Lesbische, schwule, queere Filme kamen 2015 ins Domstadtkino! Dabei wurden einerseits Filme gezeigt, die kaum noch in Kinos zu sehen sind, wie etwa „Stadt der verlorenen Seelen” von Rosa von Praunheim. Gleichzeitig kamen aktuelle Filme hinzu. Es gab jeweils einen Doppelpack, der regional und überregional interessant war. Durchgeführt wurde die Reihe in Kooperation von Domstadtkino, Hochschule Merseburg und Heinrich-Böll-Stiftung Sachsen-Anhalt.
Das Programm:
26. Februar 2015 (Donnerstag) | 19:30 | Faustrecht der Freiheit (Fassbinder) |
22:00 | Pride | |
23. April 2015 (Donnerstag) | 19:30 | Freak Orlando |
22:00 | Sturmland | |
25. Juni 2015 (Donnerstag) | 19:30 | Stadt der verlorenen Seelen (Praunheim) |
22:00 | Mommy (Xavier Dolan) | |
27. August 2015 (Donnerstag) | 19:30 | Taxi zum Klo |
22:00 | Interior.

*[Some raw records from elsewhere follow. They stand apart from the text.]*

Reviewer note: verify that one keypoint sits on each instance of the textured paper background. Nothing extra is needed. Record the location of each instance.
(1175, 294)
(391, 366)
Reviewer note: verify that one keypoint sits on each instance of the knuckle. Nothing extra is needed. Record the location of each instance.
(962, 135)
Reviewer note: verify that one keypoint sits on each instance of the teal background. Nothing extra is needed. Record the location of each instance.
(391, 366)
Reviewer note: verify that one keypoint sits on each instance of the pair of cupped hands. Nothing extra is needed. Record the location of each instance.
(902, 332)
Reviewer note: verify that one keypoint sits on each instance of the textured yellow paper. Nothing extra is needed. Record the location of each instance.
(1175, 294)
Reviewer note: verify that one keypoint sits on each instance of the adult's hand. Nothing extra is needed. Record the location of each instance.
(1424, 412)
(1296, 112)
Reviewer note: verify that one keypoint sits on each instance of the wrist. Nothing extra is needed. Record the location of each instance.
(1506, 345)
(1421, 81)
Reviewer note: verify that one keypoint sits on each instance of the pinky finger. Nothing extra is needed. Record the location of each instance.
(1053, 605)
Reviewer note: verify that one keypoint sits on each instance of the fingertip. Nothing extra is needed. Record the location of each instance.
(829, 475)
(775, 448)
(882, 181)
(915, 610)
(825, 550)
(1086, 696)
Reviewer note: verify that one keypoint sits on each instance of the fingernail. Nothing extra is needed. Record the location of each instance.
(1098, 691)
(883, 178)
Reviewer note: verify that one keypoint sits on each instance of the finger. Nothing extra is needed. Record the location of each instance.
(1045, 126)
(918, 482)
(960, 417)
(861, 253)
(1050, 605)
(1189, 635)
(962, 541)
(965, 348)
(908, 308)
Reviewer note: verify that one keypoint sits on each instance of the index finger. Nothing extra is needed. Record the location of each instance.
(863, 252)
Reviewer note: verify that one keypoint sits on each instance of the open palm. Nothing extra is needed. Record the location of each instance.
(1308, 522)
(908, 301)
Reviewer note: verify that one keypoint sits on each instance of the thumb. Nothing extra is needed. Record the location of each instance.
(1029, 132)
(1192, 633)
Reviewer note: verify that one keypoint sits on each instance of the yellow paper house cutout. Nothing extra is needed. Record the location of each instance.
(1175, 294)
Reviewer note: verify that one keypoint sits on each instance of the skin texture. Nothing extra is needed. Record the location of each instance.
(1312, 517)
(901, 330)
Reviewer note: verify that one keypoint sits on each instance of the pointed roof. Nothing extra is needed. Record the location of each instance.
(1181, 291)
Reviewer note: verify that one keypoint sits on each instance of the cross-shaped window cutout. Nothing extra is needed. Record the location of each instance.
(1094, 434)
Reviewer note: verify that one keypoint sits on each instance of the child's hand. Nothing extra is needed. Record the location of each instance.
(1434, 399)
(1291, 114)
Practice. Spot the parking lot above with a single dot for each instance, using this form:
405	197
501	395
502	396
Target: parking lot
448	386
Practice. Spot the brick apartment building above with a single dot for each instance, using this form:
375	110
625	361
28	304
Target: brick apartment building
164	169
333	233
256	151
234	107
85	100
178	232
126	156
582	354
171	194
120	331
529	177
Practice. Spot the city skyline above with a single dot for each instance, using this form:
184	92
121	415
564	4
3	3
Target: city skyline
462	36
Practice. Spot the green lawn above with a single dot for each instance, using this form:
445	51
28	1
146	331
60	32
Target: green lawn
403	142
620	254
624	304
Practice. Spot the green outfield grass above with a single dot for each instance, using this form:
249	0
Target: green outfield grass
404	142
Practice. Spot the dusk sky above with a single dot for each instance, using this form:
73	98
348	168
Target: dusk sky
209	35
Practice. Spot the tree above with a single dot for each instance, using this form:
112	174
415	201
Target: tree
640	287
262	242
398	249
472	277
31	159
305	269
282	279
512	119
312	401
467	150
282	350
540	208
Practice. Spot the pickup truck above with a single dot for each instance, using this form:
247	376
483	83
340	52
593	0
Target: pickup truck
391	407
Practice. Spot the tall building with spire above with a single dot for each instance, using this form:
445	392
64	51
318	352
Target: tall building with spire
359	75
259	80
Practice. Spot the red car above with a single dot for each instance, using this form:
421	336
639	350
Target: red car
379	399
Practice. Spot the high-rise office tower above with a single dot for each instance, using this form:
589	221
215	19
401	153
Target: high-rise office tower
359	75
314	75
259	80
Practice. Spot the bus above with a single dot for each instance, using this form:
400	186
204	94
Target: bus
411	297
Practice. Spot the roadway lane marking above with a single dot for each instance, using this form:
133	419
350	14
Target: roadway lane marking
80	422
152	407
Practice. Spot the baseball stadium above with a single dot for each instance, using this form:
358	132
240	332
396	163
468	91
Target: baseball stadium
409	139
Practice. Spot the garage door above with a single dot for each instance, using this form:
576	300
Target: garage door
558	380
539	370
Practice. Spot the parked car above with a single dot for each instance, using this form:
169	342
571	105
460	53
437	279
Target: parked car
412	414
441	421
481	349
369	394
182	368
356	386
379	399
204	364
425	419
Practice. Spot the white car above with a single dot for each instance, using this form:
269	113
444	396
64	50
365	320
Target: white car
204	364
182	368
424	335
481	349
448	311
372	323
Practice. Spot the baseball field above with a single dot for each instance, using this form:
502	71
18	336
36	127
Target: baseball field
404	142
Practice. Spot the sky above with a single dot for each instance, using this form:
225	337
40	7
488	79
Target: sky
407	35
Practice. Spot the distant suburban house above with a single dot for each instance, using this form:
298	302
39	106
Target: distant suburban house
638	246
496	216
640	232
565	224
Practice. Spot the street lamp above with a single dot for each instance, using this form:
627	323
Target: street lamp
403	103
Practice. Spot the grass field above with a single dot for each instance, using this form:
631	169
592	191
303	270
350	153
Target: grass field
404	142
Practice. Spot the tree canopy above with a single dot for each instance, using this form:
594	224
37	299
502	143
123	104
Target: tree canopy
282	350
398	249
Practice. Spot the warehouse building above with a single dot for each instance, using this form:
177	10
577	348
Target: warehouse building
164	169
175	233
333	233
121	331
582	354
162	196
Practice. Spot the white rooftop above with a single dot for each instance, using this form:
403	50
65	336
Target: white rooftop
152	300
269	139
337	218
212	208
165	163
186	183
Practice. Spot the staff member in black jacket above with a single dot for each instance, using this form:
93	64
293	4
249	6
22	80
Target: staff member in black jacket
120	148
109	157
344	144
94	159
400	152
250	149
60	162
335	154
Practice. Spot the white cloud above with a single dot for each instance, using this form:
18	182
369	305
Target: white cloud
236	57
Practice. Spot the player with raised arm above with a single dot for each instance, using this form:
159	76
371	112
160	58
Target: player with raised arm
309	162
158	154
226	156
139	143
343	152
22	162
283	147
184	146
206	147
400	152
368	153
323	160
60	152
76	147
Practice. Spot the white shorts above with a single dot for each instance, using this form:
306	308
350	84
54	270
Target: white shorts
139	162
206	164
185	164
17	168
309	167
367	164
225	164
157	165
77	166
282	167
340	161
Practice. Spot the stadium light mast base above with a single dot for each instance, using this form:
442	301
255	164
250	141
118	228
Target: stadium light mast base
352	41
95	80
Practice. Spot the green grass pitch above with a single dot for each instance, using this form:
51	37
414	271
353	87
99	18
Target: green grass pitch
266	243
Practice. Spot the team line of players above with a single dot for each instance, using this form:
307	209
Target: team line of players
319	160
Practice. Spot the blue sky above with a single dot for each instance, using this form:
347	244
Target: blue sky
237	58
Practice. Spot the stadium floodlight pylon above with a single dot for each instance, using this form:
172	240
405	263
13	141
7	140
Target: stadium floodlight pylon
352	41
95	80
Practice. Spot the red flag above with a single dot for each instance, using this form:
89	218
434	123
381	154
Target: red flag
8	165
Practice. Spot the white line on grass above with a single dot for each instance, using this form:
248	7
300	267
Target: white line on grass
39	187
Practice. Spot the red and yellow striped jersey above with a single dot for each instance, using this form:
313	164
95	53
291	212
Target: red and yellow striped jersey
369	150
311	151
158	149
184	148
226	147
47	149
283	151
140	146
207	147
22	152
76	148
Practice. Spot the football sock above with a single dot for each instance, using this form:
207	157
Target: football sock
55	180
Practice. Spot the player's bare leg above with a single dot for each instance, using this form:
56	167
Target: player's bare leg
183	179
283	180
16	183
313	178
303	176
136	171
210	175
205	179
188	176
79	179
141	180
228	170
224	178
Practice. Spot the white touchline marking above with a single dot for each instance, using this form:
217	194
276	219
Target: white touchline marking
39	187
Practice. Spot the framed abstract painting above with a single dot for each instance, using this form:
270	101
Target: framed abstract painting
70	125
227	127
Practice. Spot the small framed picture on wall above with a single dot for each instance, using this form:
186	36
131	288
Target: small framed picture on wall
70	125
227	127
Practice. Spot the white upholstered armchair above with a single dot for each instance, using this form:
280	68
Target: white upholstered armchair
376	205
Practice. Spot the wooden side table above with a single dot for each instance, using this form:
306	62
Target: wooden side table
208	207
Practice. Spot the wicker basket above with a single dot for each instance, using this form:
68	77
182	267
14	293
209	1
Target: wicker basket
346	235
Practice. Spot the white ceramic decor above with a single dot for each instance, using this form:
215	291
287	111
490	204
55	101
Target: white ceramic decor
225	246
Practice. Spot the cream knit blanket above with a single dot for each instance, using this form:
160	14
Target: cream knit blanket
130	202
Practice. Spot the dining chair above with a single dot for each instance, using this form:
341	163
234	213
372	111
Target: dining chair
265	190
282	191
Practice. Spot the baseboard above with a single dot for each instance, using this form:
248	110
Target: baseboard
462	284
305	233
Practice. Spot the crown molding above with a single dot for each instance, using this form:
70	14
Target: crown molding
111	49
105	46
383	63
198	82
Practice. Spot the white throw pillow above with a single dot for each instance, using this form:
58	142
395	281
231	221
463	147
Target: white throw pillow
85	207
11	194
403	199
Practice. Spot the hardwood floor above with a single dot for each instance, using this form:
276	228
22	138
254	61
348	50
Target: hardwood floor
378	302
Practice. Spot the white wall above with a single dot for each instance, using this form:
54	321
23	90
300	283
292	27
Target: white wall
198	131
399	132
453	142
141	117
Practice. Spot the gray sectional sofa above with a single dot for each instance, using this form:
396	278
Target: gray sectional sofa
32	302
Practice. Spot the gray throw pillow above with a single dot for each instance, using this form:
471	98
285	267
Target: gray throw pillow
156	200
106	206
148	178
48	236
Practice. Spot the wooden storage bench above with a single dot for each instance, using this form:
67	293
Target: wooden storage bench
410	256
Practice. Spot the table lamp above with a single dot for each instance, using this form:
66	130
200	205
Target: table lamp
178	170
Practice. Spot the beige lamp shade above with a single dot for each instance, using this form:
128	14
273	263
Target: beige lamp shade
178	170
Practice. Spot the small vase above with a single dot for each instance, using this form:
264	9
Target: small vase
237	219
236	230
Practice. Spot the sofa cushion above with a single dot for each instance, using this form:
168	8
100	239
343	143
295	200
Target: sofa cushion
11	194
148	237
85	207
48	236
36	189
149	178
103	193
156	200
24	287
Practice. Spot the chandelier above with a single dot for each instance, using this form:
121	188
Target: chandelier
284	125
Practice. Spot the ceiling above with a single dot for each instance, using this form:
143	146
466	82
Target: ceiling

Leather Bar | |
29. Oktober 2015 (Donnerstag) | 19:30 | Berlin, Ecke Schönhauser (DDR 1957) |
22:00 | Tiefe Wasser | |
17. Dezember 2015 (Donnerstag) | 19:30 | Milk |
22:00 | Alles ist Liebe (Weihnachtskomödie) |
- 17.12.2015, 19.30 Uhr: Milk (USA 2008, Regie: Gus Van Sant, 128 min)Der US-amerikanische Bürgerrechtler Harvey Milk (Sean Penn) wird als erster offen Schwuler in ein öffentliches Amt gewählt. Der Film basiert auf seiner Biografie und zeigt die institutionelle, aber auch gesellschaftliche Intoleranz gegenüber Lesben und Schwulen im Amerika der 1970er. So scheitern einige seiner Kandidaturen und seine Beziehung geht über seine politischen Bestrebungen in die Brüche. Milk setzt sich trotz starker Rückschläge unermüdlich für die Rechte Homosexueller ein, besonders im Stadtteil Castro, in San Francisco, wo er selbst wohnt. Doch der Bürgerrechtler macht sich nicht nur Feinde, auch enge Freundschaften begleiten seinen Weg und helfen ihm bei seinen Wahlkampagnen.
- 17.12.2015, 22.00 Uhr: Alles ist Liebe (Deutschland 2014, Regie: Markus Goller, 120 min)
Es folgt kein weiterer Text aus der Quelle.